Piper Huguley

The Numbers game

Idris Elba at a 2007 American Music Awards aft...

Any resemblance between Jay Evans and Idris Elba is on purpose. (Photo credit: Wikipedia)

I originally put this post two years ago while I was working on A Treasure of Gold, which releases on November 10, 2015.  Besides, it’s always good to have an excuse to look at Idris Elba, who is Jay Evans in my mind.  Enjoy and I’ll see you in a few weeks!  

The blog post this week was triggered by my reworking of my Golden-Heart nominated story A Champion’s Heart. The story starts off when the hero encounters a numbers boss to ask him for money to engage in a prize fight.  The numbers racket or what’s also known as the policy game, was a form of small-stakes gambling engaged in by mostly people in the African American community.  The stakes were small ones, but once won, (determined by the last three or four digits of the volume of the New York Stock Exchange or from the Clearinghouse) the winner would have a nice pot of money that would last a little while.

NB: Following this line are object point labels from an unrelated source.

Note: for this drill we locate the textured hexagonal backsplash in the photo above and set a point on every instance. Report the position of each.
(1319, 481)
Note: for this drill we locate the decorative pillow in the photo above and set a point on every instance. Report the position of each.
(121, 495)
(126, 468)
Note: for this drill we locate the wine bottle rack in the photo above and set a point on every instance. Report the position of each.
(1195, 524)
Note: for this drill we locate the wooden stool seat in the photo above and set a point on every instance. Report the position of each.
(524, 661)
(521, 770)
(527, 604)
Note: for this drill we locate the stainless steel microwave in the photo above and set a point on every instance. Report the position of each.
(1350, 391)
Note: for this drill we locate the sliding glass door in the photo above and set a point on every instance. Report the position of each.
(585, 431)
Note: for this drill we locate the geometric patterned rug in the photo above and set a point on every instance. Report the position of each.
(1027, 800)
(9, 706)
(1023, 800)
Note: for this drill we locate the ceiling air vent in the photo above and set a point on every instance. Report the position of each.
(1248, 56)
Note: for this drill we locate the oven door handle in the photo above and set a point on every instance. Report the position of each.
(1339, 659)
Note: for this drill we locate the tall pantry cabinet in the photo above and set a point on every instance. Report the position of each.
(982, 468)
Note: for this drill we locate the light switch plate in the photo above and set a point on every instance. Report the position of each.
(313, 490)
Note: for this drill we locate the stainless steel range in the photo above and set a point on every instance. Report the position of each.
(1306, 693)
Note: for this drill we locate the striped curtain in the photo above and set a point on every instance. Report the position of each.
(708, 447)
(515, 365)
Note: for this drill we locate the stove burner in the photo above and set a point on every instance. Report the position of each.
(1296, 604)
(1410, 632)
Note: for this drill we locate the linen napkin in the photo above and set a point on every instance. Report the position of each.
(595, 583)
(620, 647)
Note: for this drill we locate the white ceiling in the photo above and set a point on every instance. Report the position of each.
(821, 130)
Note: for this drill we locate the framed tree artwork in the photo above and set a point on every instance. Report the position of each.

The men who ran the policy game in Pittsburgh, where my stories were set, performed a certain kind of community service in using their profits to fund scholarships or as in the case of Gus Greenlee, to fund the Pittsburgh Crawfords baseball team in the Negro leagues.  It was no accident that the team was named after the world famous Crawford Grill, where Greenlee held sway.

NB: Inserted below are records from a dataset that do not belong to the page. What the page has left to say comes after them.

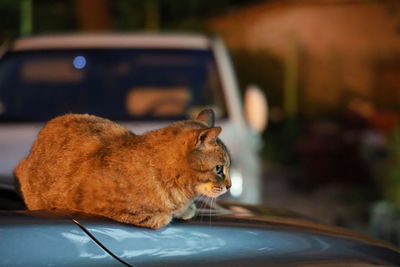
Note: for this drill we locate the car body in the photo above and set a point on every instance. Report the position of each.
(224, 234)
(143, 81)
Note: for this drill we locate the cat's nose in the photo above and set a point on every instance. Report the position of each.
(228, 184)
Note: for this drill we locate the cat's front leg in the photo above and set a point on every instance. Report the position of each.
(188, 213)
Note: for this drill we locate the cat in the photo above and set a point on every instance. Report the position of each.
(84, 163)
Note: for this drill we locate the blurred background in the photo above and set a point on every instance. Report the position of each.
(329, 68)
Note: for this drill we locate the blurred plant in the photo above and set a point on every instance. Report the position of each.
(392, 166)
(262, 69)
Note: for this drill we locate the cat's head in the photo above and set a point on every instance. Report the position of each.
(209, 157)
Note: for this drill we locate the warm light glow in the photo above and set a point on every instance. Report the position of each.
(79, 62)
(256, 108)
(237, 183)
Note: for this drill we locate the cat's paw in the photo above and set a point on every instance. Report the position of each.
(188, 213)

He was supported in the numbers racket by William “Woogie” Harris, brother of the famous Pittsburgh Courier photographer Charles “Teenie” Harris.  Woogie owned the Crystal barbershop in the Hill district where he was headquartered. He also owned the house where the National Negro Opera Company was maintained.

Pittsburgh’s numbers racket was smaller than in large cities like New York in Harlem or Chicago.  Because their stake, at least initially, was smaller, these two men were able to run things across all of the Pittsburgh neighborhoods from about 1925 to the 1940’s. However, as it is discussed in Kings by Nathan Thompson, other people wanted to buy into the numbers racket. With Pittsburgh’s smaller stake, it took a longer time for Greenlee and Harris to be pushed out of the racket and they, unlike other numbers men, were able to die as old men in their beds.

Jay Evans, my numbers boss and the hero of A Treasure of Gold, is a tall, handsome, dark-skinned drink of water who dresses in custom-tailored suits and has a big heart for the community. Greenlee and Harris were sort of short, round and light-skinned, but their contributions to Pittsburgh have not been acknowledged until recently.  Their philanthropical attitudes helped me to create this timely African American man who, in his appearances in my two stories set in 1923 and 1935, is very much at the center of running things.